While we were waiting for the test results your grandpa, who is a very seasoned doctor, went to see Aunt Viv in the hospital. After his visit your grandpa called me. “I’ll be very surprised if she has cancer” he said. When I asked him why, he said she was not showing the physical indications of someone with lung cancer. I couldn’t tell you how he described it medically but in lay person terms she was simply doing better, which your grandpa said is not how the body behaves as lung cancer progresses.
Sure enough, a battery of tests showed no sign of lung cancer, or of any other cancer for that matter. Viv’s health continued to improve, and other than some scar tissue in her lungs the doctors declared that she was cured. They said her illness had been “idiopathic”, which is medical jargon for “we don’t know what the hell caused it or why it stopped”.
Your Aunt Viv had a different explanation. God had performed a miracle.
I’m not the most devout person, nor the most pious. But in the face of what we had just witnessed I had to acknowledge that a miracle had indeed occurred. We celebrated life, God, and our good fortune, and left it at that.
Then about a year later Viv started getting pneumonia with alarming frequency. Back to the doctors she went. More tests, more theories, more diagnoses. And slowly a consensus began to build amongst the specialists that your Aunt Viv had something called interstitial lung disease, a chronic disease that manifests with increasing scarring of the lungs. At some point it becomes irreversible and terminal.

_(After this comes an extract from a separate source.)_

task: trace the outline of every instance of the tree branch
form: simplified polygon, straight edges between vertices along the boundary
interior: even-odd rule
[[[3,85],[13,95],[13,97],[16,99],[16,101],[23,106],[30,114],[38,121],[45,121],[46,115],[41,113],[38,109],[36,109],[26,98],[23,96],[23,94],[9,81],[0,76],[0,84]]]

As Viv’s health continued to deteriorate, I privately came to reframe the miracle as simply a misdiagnosis. To this day I haven’t been able to shake the notion that a better team of pulmonary specialists might have figured things out earlier and been able to help her while the disease was still in its infancy. Who knows. But does that mean God isn’t at Viv’s side, or that her life hasn’t been blessed with miracles? Not at all.
Your Aunt Viv got married a bit later in life, and she was blessed with the marriage most people only dream of. Your uncle Ron is her best friend and soul mate. The two have been by each other’s side through thick and thin, and they remain solidly, unshakably, dare I say divinely, in love. Viv always wanted a big family, and their beautiful blended one is chock full of children and grandchildren who they love and who love them.
Viv is a healer. She’s also a natural leader, a writer, and a public speaker. She had a wonderful career as an Obstetrical nurse. She has led the nursing corps of various ObGyn units. She has given seminars on leadership and on nursing all over the country. I can tell you, my sweet daughter, that those things fulfilled her and made her so, so happy. I never saw Viv more giddy with joy than when she was staying in some little motel in the middle of nowhere, teaching a seminar or making a speech. Maybe I’m crazy, but being able to do the things one loves to do while making a difference in the world, well, isn’t that a miracle?
Although our family was Jewish, in her twenties your Aunt Viv converted to Christianity. I never asked her what brought her to that epiphany, but her newfound faith fortified her and made her happy, and she found comfort in God’s hands.
So was her idiopathic illness and temporary cure of a few years ago a miracle? I have no idea. A miracle may not be explicable by natural or scientific laws, but unfortunately interstitial lung disease is. And barring some sort of medical miracle now, your Aunt Viv will shortly transition from this earthly existence to whatever may be next.
The real miracle though, the sustaining miracle, the miracle I will remember all the days of my life, is the goodness and the light and the love that is your Aunt Viv. No one who has known her will forget the bigness of her heart, or her ability to face adversity with the utmost grace, or the legacy that is evident when one simply looks around at her family.
Whoever God is, wherever God roams, whatever His plan, may He look after your Aunt Viv for all eternity in the way that she so richly deserves.